Hybrid Thermionic-Thermophotovoltaic Conversion device

There are two different approaches for converting solar energy into electrical energy. Photovoltaic cells may convert solar energy directly into electricity, and CST can do it indirectly by employing power conversion cycles. However, conversion of thermal energy directly into electrical energy is a difficult task. There are two main high-temperature solid state devices, namely: thermionics (TI) and thermophotovoltaics (TPV) which can convert heat to electricity.

The main disadvantage of both converters is low output voltage. TIPV is a device that combines two sub-devices thermionics (TI) and thermophotovoltaic (TPV) energy converters into a single unit and uses thermoelectric and photovoltaic phenomena to convert thermal energy to electricity. Compared to single converters running independently, this may boost the density of the electrical power generated. This particular technology is considered as thermionic solar conversion i.e. the current is released from the electrode to the cold anode over a very long order of distance (0.1-100 μm) and energy is generated directly from the heat through vacuum. TIPV accelerates energy removal and enhances heat transport by using electrons and photons.

The TI emitter can be heated directly by a heat energy source such as waste heat, a solar concentrator, or phase transition material because thermionic emissions of metals only become significant at temperatures above 1000°C. Metal PCMs with high temperatures can be used for this. The optimum material for a TIPV anode or high temperature storage can be thought of as silicon because of its high latent heat (1800 kJ/kg) and high melting point (1414°C). Additionally, silicon containers create a favorable channel for the propagation of electrons, as well as photons and electrons, towards the TIPV anode. Silicon thus emerges as a suitable phase transition material for merging HT-LHS with TIPV based on the observed features. The ability of thermionic energy converters to be combined with other technologies in order to capture the greatest amount of thermal energy not utilized by individual systems further adds to their appeal. This allows for the creation of new devices that will improve power generation.

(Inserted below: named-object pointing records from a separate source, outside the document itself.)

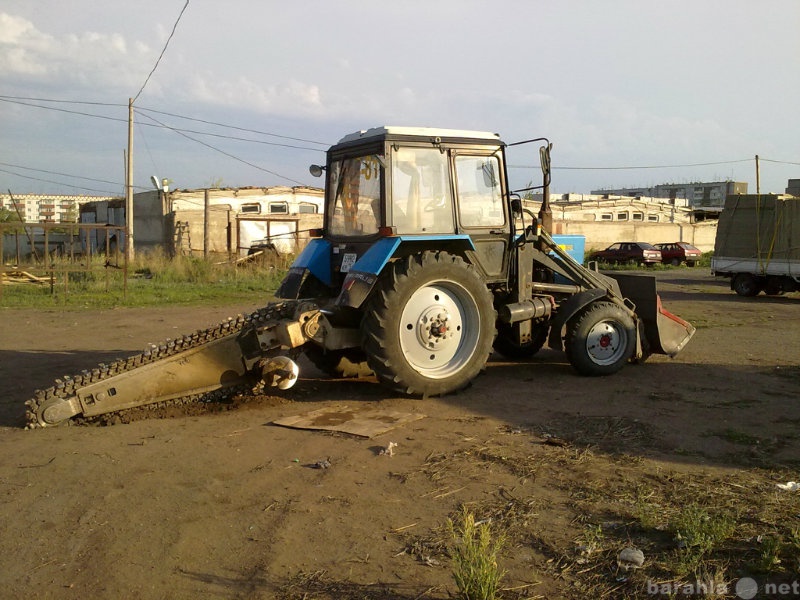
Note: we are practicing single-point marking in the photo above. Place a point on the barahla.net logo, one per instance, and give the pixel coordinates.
(746, 588)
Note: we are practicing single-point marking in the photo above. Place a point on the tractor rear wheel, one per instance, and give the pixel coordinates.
(746, 285)
(600, 339)
(429, 326)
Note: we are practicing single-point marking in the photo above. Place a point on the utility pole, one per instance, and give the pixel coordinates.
(129, 188)
(758, 177)
(206, 203)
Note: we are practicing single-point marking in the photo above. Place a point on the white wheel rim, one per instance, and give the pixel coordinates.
(606, 343)
(439, 329)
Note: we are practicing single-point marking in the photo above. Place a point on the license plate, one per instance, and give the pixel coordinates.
(348, 260)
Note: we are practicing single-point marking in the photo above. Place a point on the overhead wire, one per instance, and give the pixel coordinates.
(223, 152)
(160, 56)
(60, 183)
(286, 137)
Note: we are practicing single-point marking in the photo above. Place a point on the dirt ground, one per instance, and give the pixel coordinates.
(222, 503)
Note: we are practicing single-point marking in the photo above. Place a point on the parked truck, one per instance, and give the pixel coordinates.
(758, 244)
(426, 262)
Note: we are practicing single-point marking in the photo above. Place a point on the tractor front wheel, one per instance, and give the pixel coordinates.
(429, 326)
(600, 339)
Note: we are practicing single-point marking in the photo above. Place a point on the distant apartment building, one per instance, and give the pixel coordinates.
(46, 208)
(699, 195)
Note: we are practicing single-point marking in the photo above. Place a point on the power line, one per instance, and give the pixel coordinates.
(286, 137)
(61, 174)
(228, 137)
(64, 110)
(60, 183)
(174, 27)
(228, 154)
(783, 162)
(218, 135)
(725, 162)
(4, 96)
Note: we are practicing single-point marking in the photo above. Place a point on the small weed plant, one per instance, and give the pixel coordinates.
(699, 534)
(474, 554)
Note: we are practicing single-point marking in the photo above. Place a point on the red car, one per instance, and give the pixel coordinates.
(629, 252)
(677, 252)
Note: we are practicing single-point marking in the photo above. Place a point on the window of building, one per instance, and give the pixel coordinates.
(279, 208)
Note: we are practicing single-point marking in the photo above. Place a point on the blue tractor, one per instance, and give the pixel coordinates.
(426, 263)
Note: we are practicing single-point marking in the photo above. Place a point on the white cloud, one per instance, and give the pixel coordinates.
(90, 59)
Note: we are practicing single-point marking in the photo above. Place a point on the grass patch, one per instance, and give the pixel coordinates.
(474, 555)
(153, 280)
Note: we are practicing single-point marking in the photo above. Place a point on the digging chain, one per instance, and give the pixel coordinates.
(66, 388)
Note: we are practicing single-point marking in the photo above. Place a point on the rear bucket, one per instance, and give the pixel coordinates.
(665, 332)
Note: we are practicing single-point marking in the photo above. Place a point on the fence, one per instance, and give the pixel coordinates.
(46, 253)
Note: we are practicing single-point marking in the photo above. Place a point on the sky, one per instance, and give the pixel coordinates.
(632, 93)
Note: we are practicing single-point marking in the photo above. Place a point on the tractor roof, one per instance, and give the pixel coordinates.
(387, 131)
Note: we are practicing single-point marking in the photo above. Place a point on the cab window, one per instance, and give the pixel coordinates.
(421, 201)
(356, 195)
(479, 194)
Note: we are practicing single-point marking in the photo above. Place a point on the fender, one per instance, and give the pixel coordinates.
(567, 310)
(313, 260)
(365, 271)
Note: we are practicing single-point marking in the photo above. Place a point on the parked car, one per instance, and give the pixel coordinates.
(675, 253)
(629, 252)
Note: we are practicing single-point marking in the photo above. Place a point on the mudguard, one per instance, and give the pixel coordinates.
(365, 271)
(566, 311)
(315, 259)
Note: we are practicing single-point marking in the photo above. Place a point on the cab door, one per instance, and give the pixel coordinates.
(482, 213)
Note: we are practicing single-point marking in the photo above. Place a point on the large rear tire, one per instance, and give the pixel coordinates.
(429, 326)
(600, 339)
(746, 285)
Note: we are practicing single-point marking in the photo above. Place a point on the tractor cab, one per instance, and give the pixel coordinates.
(396, 191)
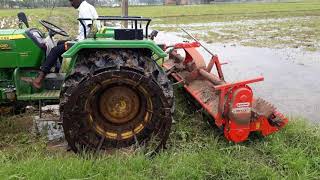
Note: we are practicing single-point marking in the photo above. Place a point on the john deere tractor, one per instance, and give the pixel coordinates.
(112, 92)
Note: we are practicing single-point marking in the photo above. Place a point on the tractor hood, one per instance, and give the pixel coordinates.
(20, 48)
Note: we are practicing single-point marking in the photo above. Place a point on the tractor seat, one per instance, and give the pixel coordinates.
(37, 37)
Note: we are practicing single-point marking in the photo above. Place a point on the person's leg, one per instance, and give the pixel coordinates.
(51, 60)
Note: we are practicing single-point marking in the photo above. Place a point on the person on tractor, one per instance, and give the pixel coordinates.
(86, 10)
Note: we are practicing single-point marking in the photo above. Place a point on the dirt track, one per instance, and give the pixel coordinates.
(291, 75)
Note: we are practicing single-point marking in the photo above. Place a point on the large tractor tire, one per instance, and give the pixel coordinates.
(116, 98)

Figure: Schematic of Hybrid thermo-photovoltaic device

Working principle of TIPV:

As shown in Figure above, TIPV converter generally comprise of an emitter, a collector and TPV cell. The emitter releases a number of electrons and photons after being heated up by an outside source. Between the emitter and the TPV cell, which absorbs electrons, lays the collector. The creation of electricity is caused by photons, which are transported to the TPV cell via the collector. TIPV devices can be set up in one of two ways: a two-terminal system or a three-terminal system. In two terminal TIPV converters, TI and TPV sub-devices are coupled in series. As an outcome, the current from both devices is the same, which reduces the complexity of the overall layout of the hybrid device.

Advantages of TIPV Technology:

A series of advantages can be offered by TIPV technology compared with other heat engines:

• Since the hot and cold reservoirs are not physically in contact, TIPV enables operation even at exceptionally high temperature range.
• TIPV has been introduced as a scalable, modular technology that produces a high energy density despite its low weight and volume.
• It may produce electricity with a heat-to-heat conversion efficiency that is very high, ideally comparable to a Carnot engine.
• The operation is silent, there are no moving components, and maintenance is minimal

A wide range of TIPV technology applications, including heat recovery from high temperature industrial processes, combined heat and power for residential use, solar power, and energy storage systems, have been made available by the aforementioned advantages paired with the numerous potential sources of heat.